Linens ‘n Things said it has filed for protection under Chap. 11 of the US Bankruptcy Code in the US Bankruptcy Court for the District of Delaware. The company’s financial restructuring plans include closing 120 underperforming stores.
Linens ‘n Things’ decision to file for Chapter 11 protection was driven largely by the impact of the current economic downturn on the company’s operating performance, according to a statement from the company. The filing pertains only to Linens ‘n Things US operations. The company’s Canadian stores, which are among the strongest performers in the chain, are not affected. As of December 29, 2007, Linens ‘n Things operated 589 stores in 47 states and seven provinces in the US and Canada.

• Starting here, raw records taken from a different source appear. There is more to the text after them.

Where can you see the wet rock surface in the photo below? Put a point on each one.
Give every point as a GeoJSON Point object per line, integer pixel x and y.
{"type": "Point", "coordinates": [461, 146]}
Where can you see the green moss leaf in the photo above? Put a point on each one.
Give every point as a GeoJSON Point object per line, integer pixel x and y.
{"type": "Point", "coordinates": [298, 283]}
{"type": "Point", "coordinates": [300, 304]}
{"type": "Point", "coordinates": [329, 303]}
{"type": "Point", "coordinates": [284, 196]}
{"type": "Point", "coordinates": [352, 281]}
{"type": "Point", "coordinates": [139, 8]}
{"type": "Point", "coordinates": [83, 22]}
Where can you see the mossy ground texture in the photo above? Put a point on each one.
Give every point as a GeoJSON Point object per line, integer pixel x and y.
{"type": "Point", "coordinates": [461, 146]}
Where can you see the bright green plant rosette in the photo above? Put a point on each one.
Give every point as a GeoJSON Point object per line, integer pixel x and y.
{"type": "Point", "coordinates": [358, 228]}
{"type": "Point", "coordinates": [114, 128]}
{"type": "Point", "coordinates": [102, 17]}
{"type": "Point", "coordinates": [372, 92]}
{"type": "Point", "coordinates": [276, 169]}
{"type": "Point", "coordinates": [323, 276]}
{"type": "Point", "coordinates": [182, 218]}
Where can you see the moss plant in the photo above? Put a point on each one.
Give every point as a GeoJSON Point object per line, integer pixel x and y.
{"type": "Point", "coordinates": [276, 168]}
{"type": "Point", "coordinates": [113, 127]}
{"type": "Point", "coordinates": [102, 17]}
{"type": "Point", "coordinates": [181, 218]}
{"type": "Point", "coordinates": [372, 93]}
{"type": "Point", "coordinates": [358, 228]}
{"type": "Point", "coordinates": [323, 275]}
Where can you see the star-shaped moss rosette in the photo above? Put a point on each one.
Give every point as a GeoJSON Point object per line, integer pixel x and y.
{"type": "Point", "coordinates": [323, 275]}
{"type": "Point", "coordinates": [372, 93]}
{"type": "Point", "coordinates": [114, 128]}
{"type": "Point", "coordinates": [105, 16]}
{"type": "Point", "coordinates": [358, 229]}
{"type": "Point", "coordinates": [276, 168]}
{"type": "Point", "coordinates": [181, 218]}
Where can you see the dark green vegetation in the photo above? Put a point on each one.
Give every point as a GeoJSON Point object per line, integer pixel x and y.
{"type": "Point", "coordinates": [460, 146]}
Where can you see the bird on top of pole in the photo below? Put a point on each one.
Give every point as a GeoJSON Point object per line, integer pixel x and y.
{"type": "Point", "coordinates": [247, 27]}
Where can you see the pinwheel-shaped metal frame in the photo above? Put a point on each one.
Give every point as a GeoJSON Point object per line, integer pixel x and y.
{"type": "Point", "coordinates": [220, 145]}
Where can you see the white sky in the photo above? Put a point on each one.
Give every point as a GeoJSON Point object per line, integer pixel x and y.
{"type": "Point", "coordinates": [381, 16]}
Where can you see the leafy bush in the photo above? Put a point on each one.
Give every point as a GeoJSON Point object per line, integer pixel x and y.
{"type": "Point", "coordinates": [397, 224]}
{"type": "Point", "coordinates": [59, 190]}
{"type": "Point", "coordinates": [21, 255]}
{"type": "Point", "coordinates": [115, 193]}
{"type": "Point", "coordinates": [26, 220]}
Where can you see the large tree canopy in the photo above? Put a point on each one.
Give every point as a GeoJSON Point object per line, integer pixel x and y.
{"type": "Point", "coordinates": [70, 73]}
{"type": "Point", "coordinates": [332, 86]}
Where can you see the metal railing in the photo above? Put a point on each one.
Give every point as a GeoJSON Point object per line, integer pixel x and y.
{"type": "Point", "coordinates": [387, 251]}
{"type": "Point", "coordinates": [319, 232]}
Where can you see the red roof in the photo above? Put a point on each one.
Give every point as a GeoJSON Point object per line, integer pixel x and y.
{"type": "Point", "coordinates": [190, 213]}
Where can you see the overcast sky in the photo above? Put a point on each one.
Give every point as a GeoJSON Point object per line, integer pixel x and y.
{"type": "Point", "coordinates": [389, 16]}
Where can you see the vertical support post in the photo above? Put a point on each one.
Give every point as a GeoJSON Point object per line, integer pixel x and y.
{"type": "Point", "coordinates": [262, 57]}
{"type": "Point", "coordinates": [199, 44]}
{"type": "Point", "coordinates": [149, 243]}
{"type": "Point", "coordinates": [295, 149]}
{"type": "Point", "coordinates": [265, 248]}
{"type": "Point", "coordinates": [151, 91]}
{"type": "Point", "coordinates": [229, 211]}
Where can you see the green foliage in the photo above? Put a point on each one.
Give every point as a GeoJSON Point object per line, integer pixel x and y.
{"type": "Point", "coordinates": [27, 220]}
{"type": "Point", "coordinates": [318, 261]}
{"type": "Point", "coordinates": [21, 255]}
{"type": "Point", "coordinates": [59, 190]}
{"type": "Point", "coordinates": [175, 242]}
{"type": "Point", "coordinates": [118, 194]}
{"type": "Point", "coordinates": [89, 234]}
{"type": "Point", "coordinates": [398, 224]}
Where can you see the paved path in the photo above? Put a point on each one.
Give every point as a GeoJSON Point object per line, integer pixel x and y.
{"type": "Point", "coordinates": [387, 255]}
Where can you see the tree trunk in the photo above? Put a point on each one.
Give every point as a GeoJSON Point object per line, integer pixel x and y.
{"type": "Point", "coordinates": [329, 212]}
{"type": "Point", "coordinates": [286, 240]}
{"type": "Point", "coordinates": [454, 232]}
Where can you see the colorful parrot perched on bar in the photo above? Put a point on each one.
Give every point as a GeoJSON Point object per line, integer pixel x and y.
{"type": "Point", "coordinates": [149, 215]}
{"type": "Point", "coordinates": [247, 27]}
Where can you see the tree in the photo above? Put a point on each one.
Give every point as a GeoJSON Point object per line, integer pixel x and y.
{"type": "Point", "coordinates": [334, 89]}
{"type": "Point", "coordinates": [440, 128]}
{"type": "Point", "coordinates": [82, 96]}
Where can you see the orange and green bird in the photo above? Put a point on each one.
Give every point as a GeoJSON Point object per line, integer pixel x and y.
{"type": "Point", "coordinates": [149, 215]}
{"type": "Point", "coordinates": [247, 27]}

“The significant deterioration in the mortgage, housing and credit markets and the resulting impact on the retail marketplace, particularly the home sector, has overwhelmed the operating and merchandising improvements that the company has made over the past two years,” said Robert J. DiNicola, executive chairman at Linens ‘n Things, in a statement.
This is a new title for DiNicola. In the SEC filing related to the Chap. 11 filing, Linens ‘n Things said DiNicola has resigned as president and CEO of the company and remains as chairman. Michael F. Gries, a noted financial restructuring expert and co-founder of Conway Del Genio Gries & Co., has been named chief restructuring officer and interim CEO. David Coder, currently executive VP, store operations, has been appointed president and COO.
By filing for Chap. 11, Linens ‘n Things hopes to restructure its balance sheet, close underperforming stores, revisit certain agreements and position the company for long-terms success.
In conjunction with the filing, Linens ‘n Things has secured $700 million debtor-in-possession financing from General Electric Capital Corp. to help insure the flow of merchandise as the company prepares for the back-to-school and holiday selling seasons.
These closings follow several months of similar news from a wide spectrum of retailers.
Home Depot said earlier in the week it would close 15 stores and scale back growth plans and Disney, having newly regained control of its stores from Children’s Place, said it would close 98 locations.